Em 1966, um prenúncio de carreira internacional frustrou-se com as decepções de Truffaut com Fahrenheit 451, seu único filme de língua não-francesa (no caso, inglesa). O cineasta voltou definitivamente os olhos para as pessoas francesas e seus próprios questionamentos, seja com histórias próprias ou adaptadas de livros que gostava. E ainda arranjava tempo e disposição invejáveis para criar verdadeiras odes a seus ídolos, como fez com Alfred Hitchcock em A noiva estava de preto (1968) e com Jean Renoir em A sereia do Mississipi (que, apesar de dissociar-se um pouco do estilo do homenageado, não deixa de ser um belíssimo e emocionante conto moderno). Outras marcas notáveis em seu currículo se seguiram: O garoto selvagem, Duas inglesas e o amor e Uma jovem tão bela como eu vieram à luz respectivamente nos anos de 1970, 1971 e 1972.

Antoine Doinel, personagem tão carismático e rico em nuances e possibilidades, acabou voltando em outros quatro filmes, todos brilhantemente desenvolvidos, uma saga extremamente humana e deliciosa de se presenciar. São: O amor aos vinte anos — filme com três episódios, cada um dirigido por um cineasta de uma nacionalidade; o de Truffaut é Antoine e Colette —, Beijos proibidos, Domicílio conjugal e O amor em fuga, apresentados em 1962, 1968, 1970 e 1979. Antoine Doinel passa por uma infinidade de acontecimentos e mudanças, acompanhado pela câmera, as obsessões e pensamentos de Truffaut.
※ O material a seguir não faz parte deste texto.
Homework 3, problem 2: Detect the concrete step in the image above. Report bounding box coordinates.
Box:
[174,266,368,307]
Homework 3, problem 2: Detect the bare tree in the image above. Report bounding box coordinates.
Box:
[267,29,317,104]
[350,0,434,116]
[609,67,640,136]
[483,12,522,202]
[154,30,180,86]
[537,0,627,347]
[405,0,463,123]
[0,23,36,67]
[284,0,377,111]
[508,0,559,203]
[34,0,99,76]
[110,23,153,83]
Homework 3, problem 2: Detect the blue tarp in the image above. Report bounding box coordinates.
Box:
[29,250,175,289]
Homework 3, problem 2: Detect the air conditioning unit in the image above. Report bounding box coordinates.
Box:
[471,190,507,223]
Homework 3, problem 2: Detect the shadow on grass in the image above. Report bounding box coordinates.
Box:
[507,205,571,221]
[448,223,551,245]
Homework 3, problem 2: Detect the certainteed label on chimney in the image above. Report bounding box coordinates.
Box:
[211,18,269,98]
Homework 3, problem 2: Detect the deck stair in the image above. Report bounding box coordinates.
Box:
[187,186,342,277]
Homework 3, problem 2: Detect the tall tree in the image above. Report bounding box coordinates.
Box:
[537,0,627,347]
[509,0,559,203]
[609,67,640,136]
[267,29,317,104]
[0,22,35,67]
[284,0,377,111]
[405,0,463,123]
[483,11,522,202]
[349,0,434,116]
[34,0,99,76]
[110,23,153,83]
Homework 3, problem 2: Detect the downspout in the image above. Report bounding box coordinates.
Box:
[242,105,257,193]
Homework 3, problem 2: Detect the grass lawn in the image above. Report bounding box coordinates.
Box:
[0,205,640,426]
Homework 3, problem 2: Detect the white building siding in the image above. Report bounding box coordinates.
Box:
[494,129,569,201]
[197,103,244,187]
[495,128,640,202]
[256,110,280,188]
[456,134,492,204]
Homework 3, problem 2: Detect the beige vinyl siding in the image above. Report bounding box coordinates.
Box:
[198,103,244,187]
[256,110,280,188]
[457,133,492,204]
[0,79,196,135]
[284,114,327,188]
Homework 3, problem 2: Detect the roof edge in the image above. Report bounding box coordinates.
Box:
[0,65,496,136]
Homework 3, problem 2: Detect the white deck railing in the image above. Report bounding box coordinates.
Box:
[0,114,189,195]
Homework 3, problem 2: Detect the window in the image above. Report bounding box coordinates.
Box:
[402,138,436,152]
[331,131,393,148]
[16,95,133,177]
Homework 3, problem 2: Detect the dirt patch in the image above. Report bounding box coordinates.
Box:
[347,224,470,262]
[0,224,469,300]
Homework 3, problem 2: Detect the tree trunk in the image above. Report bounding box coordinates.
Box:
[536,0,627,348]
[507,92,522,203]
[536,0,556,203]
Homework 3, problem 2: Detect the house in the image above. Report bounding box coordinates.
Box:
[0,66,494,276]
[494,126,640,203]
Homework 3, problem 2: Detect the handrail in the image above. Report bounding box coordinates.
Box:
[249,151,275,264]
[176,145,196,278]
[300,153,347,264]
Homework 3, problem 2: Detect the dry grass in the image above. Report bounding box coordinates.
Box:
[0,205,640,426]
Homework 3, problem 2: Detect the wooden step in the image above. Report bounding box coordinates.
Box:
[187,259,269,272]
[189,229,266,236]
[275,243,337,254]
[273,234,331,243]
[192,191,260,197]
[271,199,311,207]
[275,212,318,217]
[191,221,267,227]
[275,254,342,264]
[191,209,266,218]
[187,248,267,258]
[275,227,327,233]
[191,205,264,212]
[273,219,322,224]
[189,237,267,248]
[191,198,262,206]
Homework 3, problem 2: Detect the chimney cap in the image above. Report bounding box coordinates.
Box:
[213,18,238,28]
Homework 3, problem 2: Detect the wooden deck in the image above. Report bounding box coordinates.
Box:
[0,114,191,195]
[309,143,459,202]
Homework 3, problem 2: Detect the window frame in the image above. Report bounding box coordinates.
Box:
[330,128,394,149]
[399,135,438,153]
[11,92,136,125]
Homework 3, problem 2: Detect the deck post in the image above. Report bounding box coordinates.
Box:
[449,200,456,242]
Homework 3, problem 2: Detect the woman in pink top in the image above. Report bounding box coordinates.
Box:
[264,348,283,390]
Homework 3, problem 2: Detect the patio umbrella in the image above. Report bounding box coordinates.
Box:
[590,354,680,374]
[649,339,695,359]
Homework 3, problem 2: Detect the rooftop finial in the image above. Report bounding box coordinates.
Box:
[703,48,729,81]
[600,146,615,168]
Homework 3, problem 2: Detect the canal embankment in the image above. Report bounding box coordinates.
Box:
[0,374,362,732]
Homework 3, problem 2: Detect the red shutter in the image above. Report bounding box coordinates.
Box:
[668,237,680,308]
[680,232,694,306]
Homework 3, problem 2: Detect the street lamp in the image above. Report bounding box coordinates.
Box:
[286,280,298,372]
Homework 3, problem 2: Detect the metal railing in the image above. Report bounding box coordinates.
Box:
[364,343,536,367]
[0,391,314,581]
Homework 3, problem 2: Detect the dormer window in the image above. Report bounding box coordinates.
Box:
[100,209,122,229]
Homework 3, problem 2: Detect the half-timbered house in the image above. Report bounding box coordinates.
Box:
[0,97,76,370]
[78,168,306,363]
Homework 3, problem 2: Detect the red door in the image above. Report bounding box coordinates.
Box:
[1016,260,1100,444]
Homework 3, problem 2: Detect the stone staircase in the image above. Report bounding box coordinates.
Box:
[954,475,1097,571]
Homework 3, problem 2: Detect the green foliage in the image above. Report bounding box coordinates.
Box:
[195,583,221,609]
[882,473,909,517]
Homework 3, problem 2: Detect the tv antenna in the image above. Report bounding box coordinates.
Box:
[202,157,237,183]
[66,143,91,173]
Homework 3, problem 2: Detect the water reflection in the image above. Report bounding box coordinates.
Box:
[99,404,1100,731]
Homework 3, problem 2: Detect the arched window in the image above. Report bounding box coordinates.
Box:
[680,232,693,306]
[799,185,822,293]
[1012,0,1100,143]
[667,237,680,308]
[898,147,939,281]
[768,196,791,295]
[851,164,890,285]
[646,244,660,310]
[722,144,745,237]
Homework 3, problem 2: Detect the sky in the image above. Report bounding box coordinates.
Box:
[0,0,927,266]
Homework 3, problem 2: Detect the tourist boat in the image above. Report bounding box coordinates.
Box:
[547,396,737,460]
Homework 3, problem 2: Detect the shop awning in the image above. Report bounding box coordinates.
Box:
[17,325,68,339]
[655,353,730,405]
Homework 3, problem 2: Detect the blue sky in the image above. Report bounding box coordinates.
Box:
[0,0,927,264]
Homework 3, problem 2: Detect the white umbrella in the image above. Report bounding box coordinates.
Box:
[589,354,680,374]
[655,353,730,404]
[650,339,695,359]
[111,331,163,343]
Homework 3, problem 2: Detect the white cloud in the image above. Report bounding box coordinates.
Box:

Os últimos filmes do grande François incluem o premiado A noite americana (1973) — em que expõe todo o seu inquestionável amor pelo cinema e pela profissão de diretor —, A história de Adèle H., triste constatação da indiferença amorosa, Na idade da inocência (1976), O homem que amava as mulheres (1977), sobre sua admiração pelo sexo oposto, O quarto verde (1978), um dos poucos filmes em que atua, O último metrô (1980), A mulher ao lado (1981) e De repente, num domingo (1983). Seu carinho por atores e personagens ficou evidenciado na sua coesa jornada, interrompida prematuramente por um câncer.

Admirador de mestres como Hitchcock — com o qual fez uma fantástica (e talvez sua mais famosa) entrevista —, Renoir, Welles, Hawks, Fellini e Chaplin, François Truffaut teve um histórico invejável de realizações sinceras, românticas, doces, emotivas e muito, muito pessoais. Nunca fez nada que não sentisse, não aceitava palpites que não apenas amigáveis conselhos, pautou seu trabalho no bom-gosto e honestidade consigo e com seu público. Por isso não é de se estranhar a sua imensa popularidade, seus êxitos de bilheteria, sua influência decisiva para a vida de tanta gente, não apenas da área do cinema.